Bedwell Bayfront Park entrance prelim design (1)
The Bedwell Bayfront Park entrance improvements project will reconfigure the park entrance to increase public awareness and visibility of the park, create an attractive entry experience, and improve access to the available recreational resources to accommodate a growing population and user demand. Specific elements of the project include:

  • Reconstruction of the entrance road to incorporate a vehicle roundabout, new automatic park entrance gates, and green infrastructure improvements, where feasible;
  • Raise the elevation of the road above the 100-year tidal flood elevation plus additional elevation to accommodate future sea level rise;
  • A new park entrance sign at the Marsh Road and Bayfront Expressway intersection to clearly identify the park name and increase visibility from all directions of travel;
  • A new pedestrian entry plaza including an ADA-compliant curb ramp that will connect planned pedestrian sidewalk improvements along Haven Avenue and Marsh Road with the Park entry trails and an existing segment of the Bay Trail; and
  • Reconstruction of an existing pedestrian and bicycle multi-use path, designated as Bay Trail and connecting a segment of Bay Trail, along Bayfront Expressway with the portion of Bay Trail around the perimeter of Bedwell Bayfront Park.

Background

Bedwell Bayfront Park is the City’s largest park, consisting of approximately 160 acres, and is the only City-owned open space on the San Francisco Bay. Originally a sanitary landfill, construction of Bedwell Bayfront Park was completed in 1995. Currently, the park is designed as a passive open space with minimal improvements, including bike/pedestrian trails and restrooms. Users enjoy “passive-recreation” through activities that include hiking, running, bicycling, dog walking, bird watching, kite flying and photography. Staff manage and maintain the park grounds as well as the landfill components, which include a gas and leachate collection system and a flare.

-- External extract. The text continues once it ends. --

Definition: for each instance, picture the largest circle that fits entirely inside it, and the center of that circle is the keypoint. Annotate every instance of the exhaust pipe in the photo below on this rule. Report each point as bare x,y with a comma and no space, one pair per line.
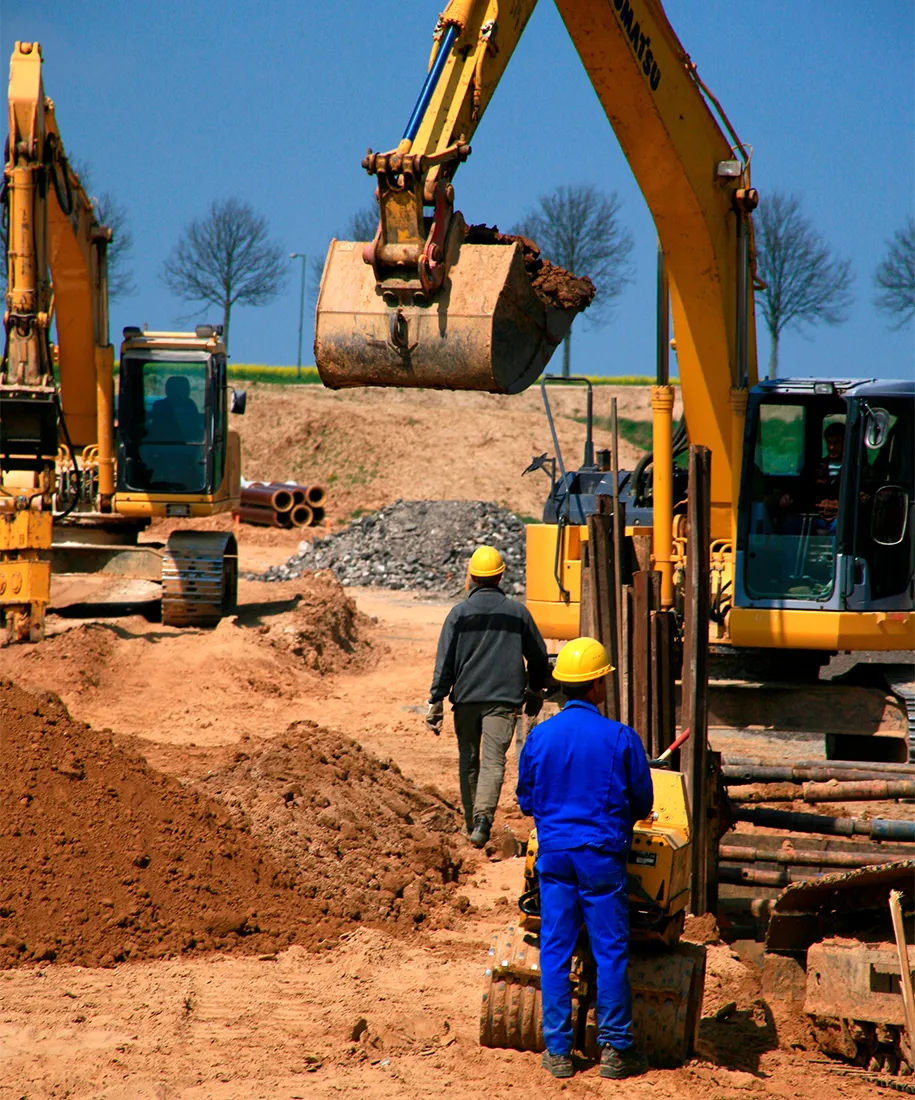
267,496
262,517
301,516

In May 2015, the City Council nominated portions of baylands in Menlo Park and East Palo Alto as a Priority Conservation Area in coordination with the City of East Palo Alto and the Midpeninsula Regional Open Space District. In its simplest form, a priority conservation area (PCA) identifies portions of land that represent regionally significant open space areas that have conservation, restoration and/or recreation value and positions those areas for access to potential funding sources. The Menlo Park and East Palo Alto Baylands PCA was subsequently approved by the Association of Bay Area Governments. Bedwell Bayfront Park is within the designated PCA.

The City Council adopted the Bedwell Bayfront Park master plan in November 2017. The master plan included recommendations to enhance the park entrance to make it a more pleasant experience and create a sense of arrival.

In November 2018, staff developed a preliminary project design based on community input received during the master plan process. The design was refined based on a review of site constraints and pedestrian, bicycle and vehicular access requirements.

In January 2019, the Metropolitan Transportation Commission (MTC) issued a call for grant funding proposals for projects that improved the conservation, restoration, and/or recreational value of areas within or connected to designated PCAs. Staff submitted a PCA grant proposal for the project in July 2019. In December 2019, staff was notified that MTC had approved a grant award in the amount of $520,000 for the project. 


Current status


The project is currently in the initial design development phase, consisting of site investigative work, environmental review and assessment, and further plan refinement.

Project construction is anticipated to begin in late 2022.